Öncülerden olmanın lazım şartı; hevaya kulluktan kurtulup, sadece Allah'a kulluk etmeye yükseltilmek olduğu için; bunun zorunlu koşulu olarak, nefisleri itminana erdirilmiştir. Yani şüphe ve endişeleri gitmiş, kesin iman etmiş ve kararlarını vermişler, neyi-nasıl düşünüp, yapacaklarına dair tereddüt ve soruları kalmamış, huzura ve dinginliğe kavuşmuşlar, umut-enerji ve motivasyonları tam haldedirler. 

Bunun neticesinde, Allah'tan bütünüyle razı olmak halindedirler. Allah'ın da onlardan razı olduğunu umut etmektedirler. 

Firaset, basiret, hikmet ve adalet üzeredirler. Bu nedenle aldanmazlar ve aldatmazlar. 

Hak bildikleri yolda yürürken, aksi kati olarak ispat olana kadar; inandıkları ve yaptıklarından vazgeçmezler. Yolda sabit kademdirler. 

Bu nedenle; bilmeyenlerin, akıl erdiremeyenlerin, cesaretsizlerin, meselesizlerin, haset edenlerin, bencillerin, saptırmak-durdurmak-yavaşlatmak-engellemek isteyenlerin, ahmakların, hainlerin ve düşmanların çaba ve çalışmalarına kulak vermezler, pabuç bırakmazlar. 

Allah'ın gösterdiklerinden başka hesapları olmaz, hasbidirler. 

Rablarıyla ilişkileri, Rabbaniler kıvamında ve sürekli bir hissediş içerisindedir. 

Elbette öncülerin başka vasıfları da vardır ancak; öncülerden olmayı talep ettirecek ve onları tanıyıp, refiklik etmeyi istetecek bir farkındalık için bu kadarını bilmek bile kâfi gelecektir. 

Perdeleri yırtıp, hakikati görmek ve hakikatin baş edilemez gücünü elde edip; sanki çıkışı imkânsız bataklıklardan çıkıp, bu bataklıkları kurutabilmek için lazım şart, öncülerin yerlerine geçmeleri, misyonlarını üstlenmeleri ve topluluk haline gelmelidir. 

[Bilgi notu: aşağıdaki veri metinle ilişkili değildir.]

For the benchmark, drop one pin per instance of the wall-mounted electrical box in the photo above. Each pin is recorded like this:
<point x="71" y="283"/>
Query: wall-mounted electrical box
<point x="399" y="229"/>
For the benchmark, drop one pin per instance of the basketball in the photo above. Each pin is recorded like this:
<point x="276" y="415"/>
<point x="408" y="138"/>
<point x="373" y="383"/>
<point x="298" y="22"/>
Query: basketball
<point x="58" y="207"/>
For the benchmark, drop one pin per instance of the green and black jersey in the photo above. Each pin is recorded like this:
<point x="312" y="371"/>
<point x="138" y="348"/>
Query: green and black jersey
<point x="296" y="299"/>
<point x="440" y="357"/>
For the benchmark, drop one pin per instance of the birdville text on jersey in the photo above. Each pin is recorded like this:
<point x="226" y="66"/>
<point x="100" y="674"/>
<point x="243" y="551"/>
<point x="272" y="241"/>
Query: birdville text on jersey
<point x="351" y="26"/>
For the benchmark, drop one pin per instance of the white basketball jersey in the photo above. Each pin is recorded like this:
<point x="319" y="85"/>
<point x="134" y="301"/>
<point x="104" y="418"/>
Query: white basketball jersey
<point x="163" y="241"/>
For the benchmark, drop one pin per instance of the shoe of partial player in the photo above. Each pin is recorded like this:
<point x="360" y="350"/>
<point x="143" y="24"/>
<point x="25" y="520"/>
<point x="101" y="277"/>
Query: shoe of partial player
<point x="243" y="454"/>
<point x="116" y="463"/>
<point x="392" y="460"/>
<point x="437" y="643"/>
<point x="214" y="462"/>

Temiz havadan teneffüs edip, esrar tekkesinin duman altı durumundan bir an için bile kurtulanların çareleri ise; öncü potansiyeline sahip olanların kovuklarından çıkıp, yerlerini almaları için gereken teşvik ve destek çalışmalarına dahil olmalarıdır. 

Öncüler, perdelerde oynatılan filmlerin tarifleri ve oluşturdukları değer, hal ve algılarla tanınamaz. Bu nedenle insanların kendi aleyhlerine olmak üzere, tanımadıklarına muhalefet ve hatta düşmanlık yapmak ihtimali vardır. 

Öncüleri tanıyıp, ilişki ve iletişim kurmanın şartı yola çıkmaktır. Zira onlar yol üzerindedirler. Asgariden, istemek, niyetlenmek ve aramak gerekmektedir.